In post #1 you took a quick dive into a calculator PEG example destined for parsing with TCL. Now it is time to look closer at what each grammar expression has to offer.
Literals (a.k.a. Terminals)
Unlike the LR parsers YACC and BISON which have separate lexical analysis front ends (Lex & Flex respectively) as a necessary evil to support Context-Free Grammars (CFG), PEG descriptions contain explicit recognition rules for characters making tokenization unnecessary. This simplifies the problem by making parsing expressions identical for tokens, terminals and non-terminals. Since there are no tokens, the grammar writer must specify literal characters using apostrophes and quotation marks. A good example comes from the definition of the parsing expression grammar written in its own language!
void: APOSTROPH <- "'" ;
void: DAPOSTROPH <- '"' ;
You specify keywords by a sequence of characters inside quotation marks.

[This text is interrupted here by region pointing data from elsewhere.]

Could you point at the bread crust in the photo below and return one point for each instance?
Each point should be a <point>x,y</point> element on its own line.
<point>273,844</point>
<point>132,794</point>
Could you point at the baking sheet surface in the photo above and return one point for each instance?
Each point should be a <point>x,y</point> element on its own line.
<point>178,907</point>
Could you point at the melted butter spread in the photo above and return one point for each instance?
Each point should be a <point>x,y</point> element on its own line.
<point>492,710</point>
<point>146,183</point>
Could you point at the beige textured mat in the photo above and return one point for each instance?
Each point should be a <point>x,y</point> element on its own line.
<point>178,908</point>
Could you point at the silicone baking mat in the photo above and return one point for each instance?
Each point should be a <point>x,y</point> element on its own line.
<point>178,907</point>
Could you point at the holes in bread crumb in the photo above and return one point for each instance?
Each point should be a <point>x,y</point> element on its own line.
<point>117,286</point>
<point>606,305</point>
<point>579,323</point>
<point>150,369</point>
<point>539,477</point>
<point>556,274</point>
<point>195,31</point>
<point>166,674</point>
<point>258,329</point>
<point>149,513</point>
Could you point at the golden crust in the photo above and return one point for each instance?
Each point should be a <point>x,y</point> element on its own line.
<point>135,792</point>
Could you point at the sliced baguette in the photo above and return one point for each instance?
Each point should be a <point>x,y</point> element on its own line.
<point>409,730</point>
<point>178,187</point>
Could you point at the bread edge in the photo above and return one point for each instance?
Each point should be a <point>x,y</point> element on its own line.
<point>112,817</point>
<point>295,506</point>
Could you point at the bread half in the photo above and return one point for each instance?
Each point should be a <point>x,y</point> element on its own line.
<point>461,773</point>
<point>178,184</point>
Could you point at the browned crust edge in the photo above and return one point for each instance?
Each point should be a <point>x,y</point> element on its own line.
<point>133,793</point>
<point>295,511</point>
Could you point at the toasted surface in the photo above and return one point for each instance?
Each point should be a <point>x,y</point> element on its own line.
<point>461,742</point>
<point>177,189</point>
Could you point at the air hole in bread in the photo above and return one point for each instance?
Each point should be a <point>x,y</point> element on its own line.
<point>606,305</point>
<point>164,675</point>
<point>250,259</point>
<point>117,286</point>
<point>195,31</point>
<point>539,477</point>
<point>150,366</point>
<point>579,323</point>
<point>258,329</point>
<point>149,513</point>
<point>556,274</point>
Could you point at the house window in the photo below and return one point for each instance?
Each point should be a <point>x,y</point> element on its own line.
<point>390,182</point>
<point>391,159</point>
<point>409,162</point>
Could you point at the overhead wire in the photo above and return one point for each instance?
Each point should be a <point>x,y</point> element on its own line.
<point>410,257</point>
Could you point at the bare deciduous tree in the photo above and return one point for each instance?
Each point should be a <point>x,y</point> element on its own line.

void: PEG <- "PEG" WHITESPACE ;
To specify any arbitrary character utilize the dot. In the example below the expression says look for any single character that is not a backslash. This expression utilizes one of the syntactic predicates (the !) which I will introduce later on. Note the literal (single) character inside the quotation marks. This is a backslashed "backslash" which represents the single literal backslash character.
leaf: CharUnescaped <- !"\\" . ;
From time to time you will find a need to represent a range of characters. TCL has built-in string match operations so the grammar for the TCL parser of PEGs implements an extension that permits character ranges like those used in regular expressions. For example following parsing expression matches exactly one character that is a digit, a lower case alpha character or an upper case alpha character:
void: HexDigit <- [0-9a-fA-F] ;
Some of these ranges have special names that are mostly self explanatory. A few of them are:
leaf: ALNUM <- "<alnum>" WHITESPACE ;
leaf: ALPHA <- "<alpha>" WHITESPACE ;
leaf: XDIGIT <- "<xdigit>" WHITESPACE ;
Note that XDIGIT
and HexDigit
would match the same sequence of characters. TCL can match characters outside of the expected (ASCII) range in the unicode character set so be careful when using them.
Operators
Operations to construct parsing expressions with nonterminals and literals are represented pretty naturally with the PEG grammar. The available operations are: sequence, ordered choice, zero or more, one or more, zero or more (option), AND predicate, and NOT predicate. The sequence operation is almost pathological in its simplicity. It looks just like a list of things separated by spaces.
EXAMPLE1 <- e1 e2 e3 e4;/code>
In EXAMPLE1
the expression succeeds if first, e1 is found, followed by e2 (found), e3 (found) and e4 (found) otherwise it fails. Along the way, parsing of each expression consumes the input text before the next nonterminal is examined. More interestingly, the ordered choice operator using the '/' character only proceeds to any succeeding expression elements if earlier ones fail to match. So, as another way to recognize a set of characters that are octal digits you could write the following:
OCTAL <- '0' / '1' / '2' / '3' / '4' / '5' / '6' / '7';
When presented with "102" the parser will grab the next input character, see that it is not '1' and then backtrack. After the backtrack, the parser is ready to check to see if the next expression matches. In this case the expression following the '0' /
is a literal '1'. It does match so the OCTAL
terminal immediately succeeds. This seems like a great way to slow down the parser (if you ask me) when character ranges exist for the same purpose but it makes for a simple example. The next three operations, * + ?
, have a conventional meaning like they do in regular expressions. So for the following expression:
GORT <- Klaatu* Barada+ Nikto?;
the text must include in sequence zero or more Klaatu
terminals, at least one but possibly more Barada
terminals followed last by zero or one Nikto
terminals. Unfortunately, Gort may well destroy the earth if this syntax is followed!
Look Ahead with Syntactic Predicates
The last two operators, &e !e
, perform tests on the expression e
that act like look ahead. Using &e
says you want to know if e
exists next in the input stream but if you find it do not consume the text matching e
just continue to the next expression. Likewise, using !e
says you want to know if e
is not present next in the input stream and if you do not find it then do not consume the text matching e
then proceed. So the behavior permits a look ahead in the input stream to make a decision about how to proceed.
Nesting Expressions
While not really an operation the open and close parenthesis characters allow for nesting expressions.